COURTESY OF STRAND RELEASING

A fact-based drama with documentary touches, ‘The Arbor’ may wind up on critics’ best lists, but the question is: which one?

‘The Arbor’s’ ‘Verbatim Theatre’ Approach Strikes Chord

Dennis Harvey August 16, 2011


Clio Barnard's ‘The Arbor’ takes a fascinating and unconventional look at Andrea Dunbar's brief, brilliant career.
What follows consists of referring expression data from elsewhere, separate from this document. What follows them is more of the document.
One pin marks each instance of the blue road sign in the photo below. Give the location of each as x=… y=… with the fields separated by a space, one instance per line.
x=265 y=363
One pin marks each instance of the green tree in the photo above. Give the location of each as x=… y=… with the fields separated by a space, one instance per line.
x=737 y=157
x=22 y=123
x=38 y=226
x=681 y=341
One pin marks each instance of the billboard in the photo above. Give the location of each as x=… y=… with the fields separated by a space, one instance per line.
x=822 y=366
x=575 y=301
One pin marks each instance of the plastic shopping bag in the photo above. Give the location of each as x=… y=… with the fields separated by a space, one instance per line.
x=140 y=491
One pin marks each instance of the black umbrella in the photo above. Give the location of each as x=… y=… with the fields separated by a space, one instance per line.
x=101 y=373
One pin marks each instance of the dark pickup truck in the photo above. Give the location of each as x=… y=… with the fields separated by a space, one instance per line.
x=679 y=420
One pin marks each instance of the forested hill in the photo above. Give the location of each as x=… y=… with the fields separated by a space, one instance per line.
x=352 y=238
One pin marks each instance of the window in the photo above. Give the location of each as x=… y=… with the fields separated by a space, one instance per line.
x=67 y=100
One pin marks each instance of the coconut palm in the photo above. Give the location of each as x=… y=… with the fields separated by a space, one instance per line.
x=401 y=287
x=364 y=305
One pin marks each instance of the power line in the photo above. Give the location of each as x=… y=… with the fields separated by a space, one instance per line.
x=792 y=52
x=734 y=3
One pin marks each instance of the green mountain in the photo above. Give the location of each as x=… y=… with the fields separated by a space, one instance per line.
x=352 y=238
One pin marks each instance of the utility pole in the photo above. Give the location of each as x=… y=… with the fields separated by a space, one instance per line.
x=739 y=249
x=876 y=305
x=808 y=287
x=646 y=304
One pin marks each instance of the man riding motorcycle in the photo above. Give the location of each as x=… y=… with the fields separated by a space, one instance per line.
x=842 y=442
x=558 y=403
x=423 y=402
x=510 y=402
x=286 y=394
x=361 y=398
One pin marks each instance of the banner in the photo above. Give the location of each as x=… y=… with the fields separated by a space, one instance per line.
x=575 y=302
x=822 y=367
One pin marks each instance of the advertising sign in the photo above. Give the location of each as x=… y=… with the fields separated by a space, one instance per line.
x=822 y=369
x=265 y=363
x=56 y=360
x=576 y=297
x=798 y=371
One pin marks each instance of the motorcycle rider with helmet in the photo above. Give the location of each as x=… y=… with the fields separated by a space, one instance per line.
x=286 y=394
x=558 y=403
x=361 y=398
The poor and undereducated are often dramatized, albeit rarely by themselves—at least not without a university degree or some other intervening factor that takes them out of their formative environs, allowing easier access to the realm of Art. When there's an exception, it usually attracts the kind of “Who'd have thunk?” curiosity accorded aspirants to the Guinness Book of World Records. A definite air of novelty thus clung to Andrea Dunbar, who came out of nowhere—actually West Yorkshire, which was as good as nowhere to the London theater community—as a 17-year-old public housing resident whose first play was a school assignment that wound up premiering at the Royal Court. Two more plays and one film adaptation followed within a few years. Then she was dead, not yet 30, hard living leading to a fatal brain hemorrhage in her habitual hangout, the local pub.

Two decades later, Clio Barnard's The Arbor takes a fascinating and unconventional look at Dunbar's brief career and, more importantly, the environment that both fed her art and destroyed her. For most viewers (it opens at the Roxie this Friday), this debut feature will likely wind up on 2011's best lists—but which list, exactly? Is it a documentary, docu-drama, or some new form comingling each? Whatever it is, it's strikingly effective.
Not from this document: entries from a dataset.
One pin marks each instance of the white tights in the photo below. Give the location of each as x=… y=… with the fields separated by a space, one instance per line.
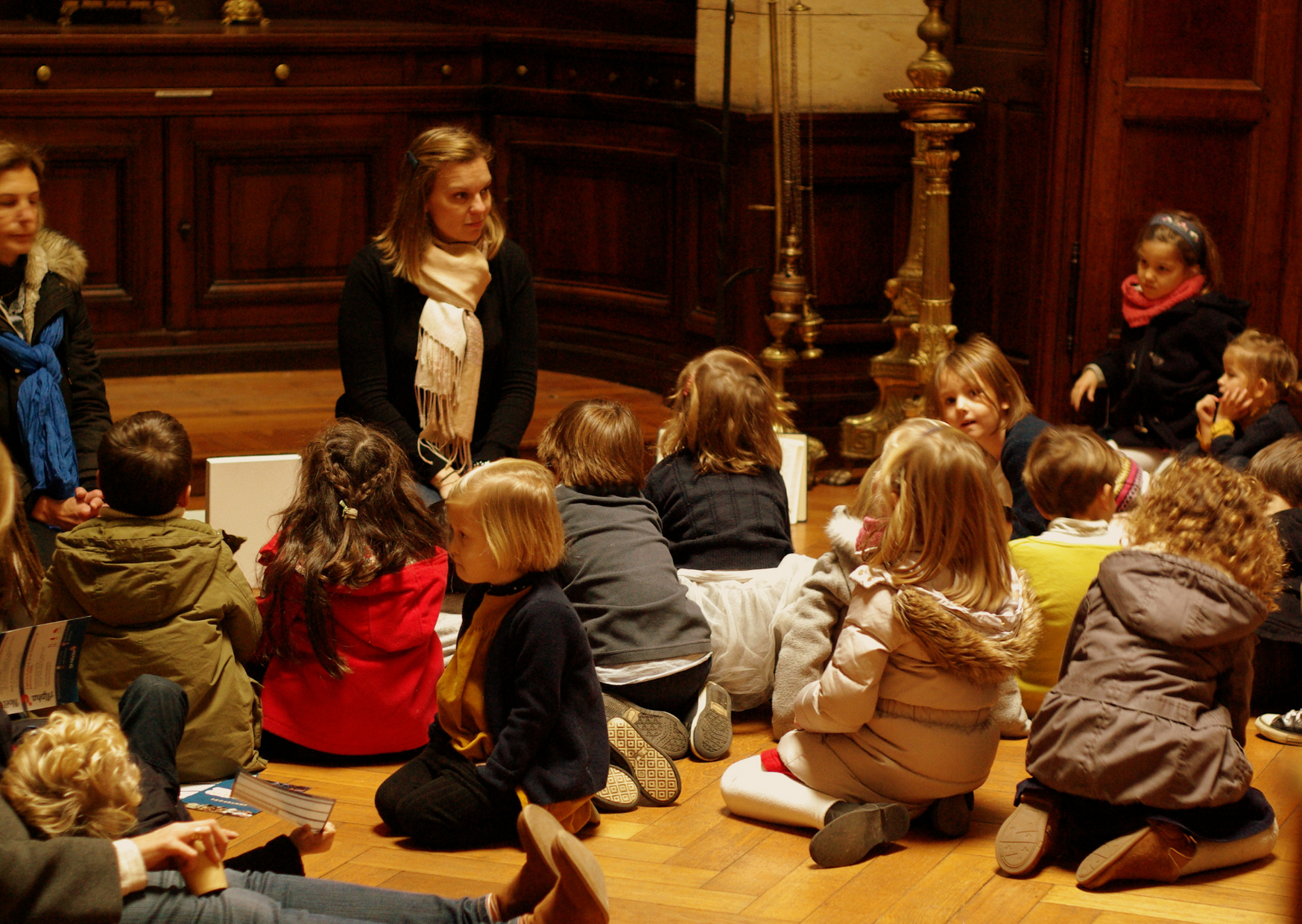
x=754 y=793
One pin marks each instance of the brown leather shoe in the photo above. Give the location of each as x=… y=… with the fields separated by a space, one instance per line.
x=538 y=832
x=1157 y=854
x=1026 y=837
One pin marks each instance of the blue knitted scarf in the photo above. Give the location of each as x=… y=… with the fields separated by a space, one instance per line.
x=42 y=413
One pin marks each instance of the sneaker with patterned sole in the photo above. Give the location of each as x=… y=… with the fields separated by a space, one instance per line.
x=662 y=729
x=620 y=793
x=655 y=775
x=1286 y=729
x=710 y=723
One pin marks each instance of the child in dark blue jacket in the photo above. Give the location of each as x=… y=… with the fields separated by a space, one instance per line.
x=519 y=718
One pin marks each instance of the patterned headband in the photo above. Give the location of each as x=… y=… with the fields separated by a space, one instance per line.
x=1186 y=230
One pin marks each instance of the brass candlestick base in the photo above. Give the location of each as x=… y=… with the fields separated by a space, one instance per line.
x=921 y=293
x=242 y=13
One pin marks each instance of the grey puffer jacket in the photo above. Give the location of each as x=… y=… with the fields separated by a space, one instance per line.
x=806 y=627
x=1151 y=706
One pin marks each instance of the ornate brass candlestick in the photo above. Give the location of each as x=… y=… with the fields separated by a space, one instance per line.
x=921 y=294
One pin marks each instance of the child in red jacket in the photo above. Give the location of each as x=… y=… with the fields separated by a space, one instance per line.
x=352 y=592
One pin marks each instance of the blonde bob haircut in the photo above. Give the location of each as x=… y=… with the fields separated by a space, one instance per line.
x=869 y=499
x=724 y=411
x=409 y=233
x=1202 y=510
x=947 y=521
x=514 y=501
x=75 y=777
x=983 y=366
x=1066 y=469
x=596 y=444
x=1268 y=358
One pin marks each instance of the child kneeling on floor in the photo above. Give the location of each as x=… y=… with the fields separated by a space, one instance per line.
x=519 y=715
x=650 y=642
x=164 y=595
x=1137 y=753
x=903 y=715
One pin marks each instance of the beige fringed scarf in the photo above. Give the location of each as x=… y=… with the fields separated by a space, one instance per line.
x=449 y=350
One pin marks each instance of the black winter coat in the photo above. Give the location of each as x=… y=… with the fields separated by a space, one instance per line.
x=1160 y=370
x=379 y=320
x=56 y=268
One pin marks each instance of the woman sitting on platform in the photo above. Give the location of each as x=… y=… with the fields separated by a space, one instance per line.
x=444 y=303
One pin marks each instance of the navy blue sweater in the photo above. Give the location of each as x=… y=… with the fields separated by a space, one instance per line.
x=542 y=700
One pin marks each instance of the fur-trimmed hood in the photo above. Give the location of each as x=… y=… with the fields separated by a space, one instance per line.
x=956 y=645
x=51 y=253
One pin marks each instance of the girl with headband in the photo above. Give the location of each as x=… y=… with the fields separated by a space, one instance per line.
x=1178 y=327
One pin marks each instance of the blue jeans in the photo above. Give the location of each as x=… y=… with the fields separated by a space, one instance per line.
x=268 y=898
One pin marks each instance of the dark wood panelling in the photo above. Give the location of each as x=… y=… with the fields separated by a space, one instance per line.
x=1209 y=134
x=1210 y=39
x=102 y=190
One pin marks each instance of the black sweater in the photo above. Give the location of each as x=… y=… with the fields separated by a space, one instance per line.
x=620 y=577
x=542 y=700
x=379 y=320
x=1160 y=370
x=720 y=522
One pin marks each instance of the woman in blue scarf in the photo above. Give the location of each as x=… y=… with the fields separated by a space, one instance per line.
x=52 y=405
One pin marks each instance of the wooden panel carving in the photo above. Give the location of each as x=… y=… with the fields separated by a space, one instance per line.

Barnard mixes the usual interviews and archival materials with something unusual: What she terms “verbatim theatre,” having actors lip-synch (so seamlessly you might never guess) recordings of the subject's family members and Dunbar herself, letting the actual people narrate their own story while it's being reenacted. If this sounds awfully gimmicky, somehow it doesn't come off as such. Instead, The Arbor (the misleading nickname for that depressed section of Bradford she never fully escaped) uses this tactic to lend both immediacy and layered onion-peel ambiguity to a story whose various participants disagree on numerous points—save that it's a tragedy.

The Arbor was also the name of that play Dunbar wrote as a teen, and which was produced to acclaim in London, New York and beyond. It was thinly veiled autobiography, telling in harsh street language the tale of a pregnant youth in a home made chaotic by poverty and alcoholism. In real life, her upbringing was so chaotic she and her siblings were nearly burned alive when, once left home alone and locked in a bedroom while parents were off to the pub, they started a fire (for warmth) that raged out of control.

Dunbar's second play Rita, Sue and Bob Too was also set on the author's rough Buttershaw council estate—not all the residents appreciated its portraiture—focusing on two underage girls sexually involved with a much older married man. It was made into a well-received 1986 film the Roxie will show as a co-feature. Dunbar's actual romantic entanglements were likewise heedless and problematic: She had three kids by three different men, and their upbringing was at least as disorderly as her own. Unable to handle domesticity, let alone sustain an artistic career, she tumbled headlong down a rabbit's hole of drink in later years.

Being more interested in the overwhelming influence of environment on her subject than Dunbar's reaction to fame, her public image or critical reception, Barnard (who grew up in the same general area) omits some material a more standard documentary might consider essential.

But her unexpected choices pay off in considerable dramatic impact, especially when the film's subject dies little more than halfway through, leaving us to trace the subsequent lives of her children. History repeats itself with bitter poignancy in the case of half-Pakistani daughter Lorraine, who seemed determine to top mom's mistakes (her own eventually included heroin, prostitution, manslaughter and prison) without enjoying any of her celebrity.

It's a grim tale, to be sure, yet oddly beautiful in craftsmanship and moving in performance. (The principal actors are Natalie Gavin and Manjinder Virk as Andrea and Lorraine, respectively.) Dunbar's stage depiction of bleakest Northern England working-class life—mercifully, those near-impenetrable Northern accents are subtitled here—could hardly be truer to life as she lived it. By blurring the line between reportage and staged narrative, Dunbar's Arbor achieves the same effect.